I thought my parents would live forever. Don’t we all?

My parents were so young when they had us that they expected to be young grandparents too, they way their parents were. They had four kids by the time they were 26, quite a contrast to what happened with their own offspring. I didn’t even meet my husband until I was 32, and then we wanted some fun years as crazy-in-love spontaneous idiot romantics before jumping into a life of parental responsibility, so we didn’t have our first child for five more years.
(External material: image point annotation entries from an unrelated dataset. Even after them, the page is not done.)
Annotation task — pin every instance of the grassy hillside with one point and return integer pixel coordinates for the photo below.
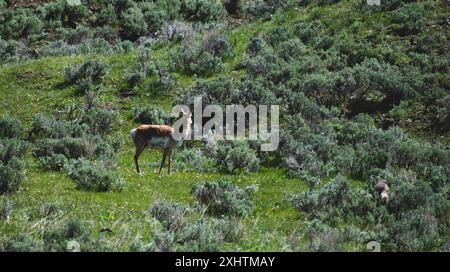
(363, 92)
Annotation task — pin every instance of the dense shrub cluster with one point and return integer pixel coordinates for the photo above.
(185, 230)
(78, 141)
(12, 151)
(59, 28)
(83, 76)
(236, 156)
(143, 68)
(150, 115)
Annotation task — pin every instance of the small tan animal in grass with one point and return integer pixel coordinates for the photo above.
(382, 188)
(158, 137)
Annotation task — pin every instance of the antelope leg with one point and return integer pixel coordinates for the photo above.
(137, 153)
(170, 161)
(163, 161)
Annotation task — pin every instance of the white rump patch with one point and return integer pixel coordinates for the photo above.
(158, 142)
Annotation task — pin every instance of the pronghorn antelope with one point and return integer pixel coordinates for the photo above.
(158, 137)
(383, 189)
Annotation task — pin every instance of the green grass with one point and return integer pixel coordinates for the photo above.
(35, 86)
(27, 88)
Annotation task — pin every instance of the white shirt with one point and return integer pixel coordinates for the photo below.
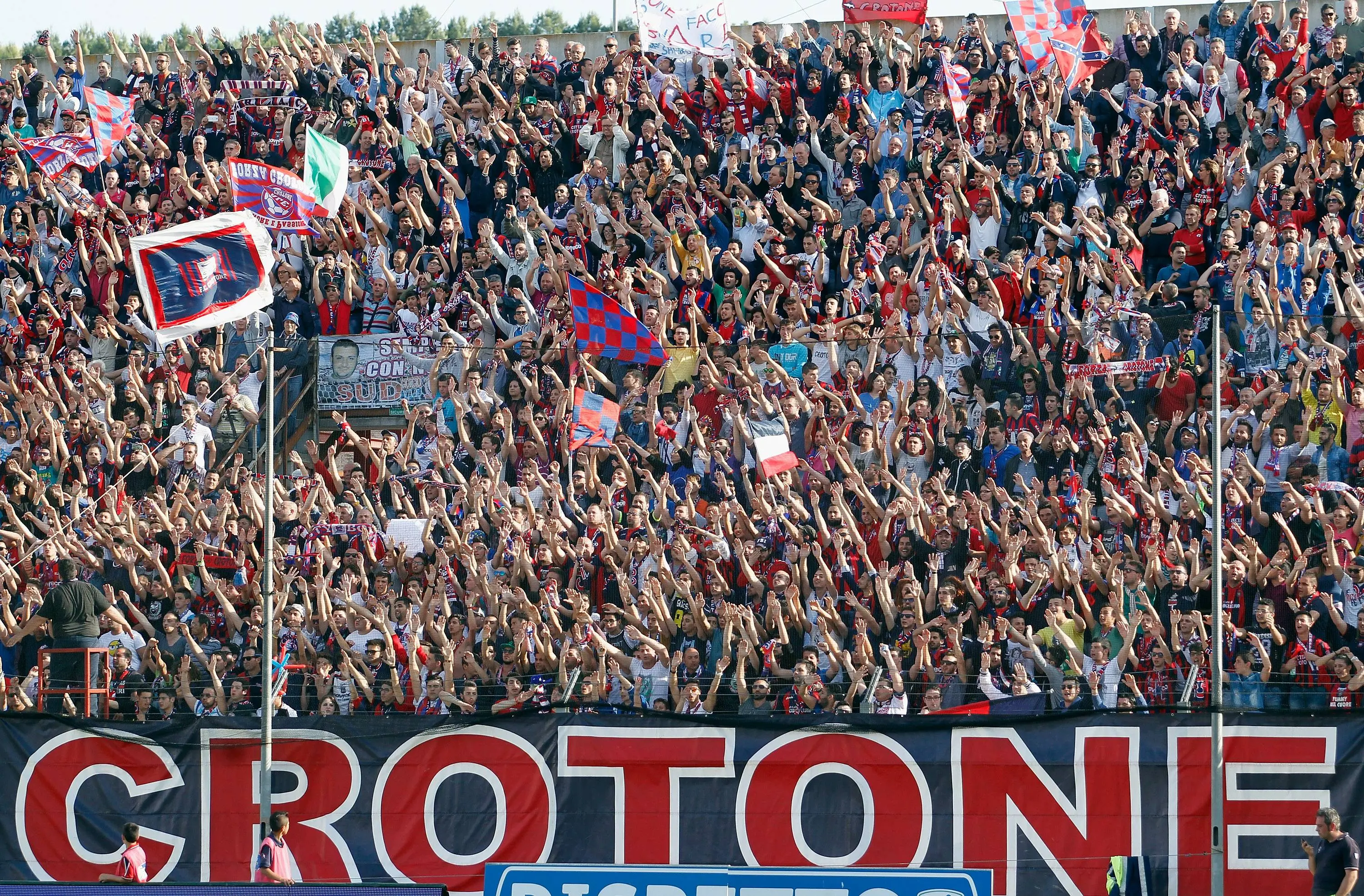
(131, 640)
(191, 431)
(897, 706)
(984, 235)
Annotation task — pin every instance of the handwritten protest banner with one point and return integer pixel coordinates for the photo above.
(667, 26)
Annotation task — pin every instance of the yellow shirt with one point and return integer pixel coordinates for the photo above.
(682, 366)
(1318, 415)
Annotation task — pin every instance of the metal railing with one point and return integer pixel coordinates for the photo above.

We’re not the only ones who waited. Now there’s something called ‘the grandparent deficit’, as coined by Time Magazine, where there’s a whole generation of kids who don’t have grandparents young enough to help out with babysitting, or even be active enough to run around with them the way so many of our own grandparents did. I remember watching my great-grandmother play tennis! My grandmother, who turned 95 last year, was only 47 when I was born, and I was her fourth grandchild. We have a personal relationship, the two of us, and I don’t think there’s anything I can’t discuss with her pretty honestly. Thanks to her own life choices, she now has a dynasty, with enough children, grandchildren, and great-grandchildren to form a small army. She’s a role model for me, but I’m never going to be able to get together with my own dynasty the way she can, because I had my first child at 37 and my second at 41.

So I get why it’s a sad thing, this grandparent deficit. My own grandparents were incredibly devoted, and couldn’t get enough of us. They had a healthy (perhaps unhealthy?) rivalry going, and we benefited from it, getting to spend many weekends with them all geared towards making sure we’d have as much fun as possible. And it wasn’t even about extravagance; some of my fondest memories of my mom’s mother, who died when I was in college, took place in her living room, where she invented her own games to play with us, or in the bathroom, where she made up a whole series of stories featuring the Wickawitch family just to keep us from being bored in the bath or even on the toilet. There’s some intimacy you don’t get when there are 60 years between you.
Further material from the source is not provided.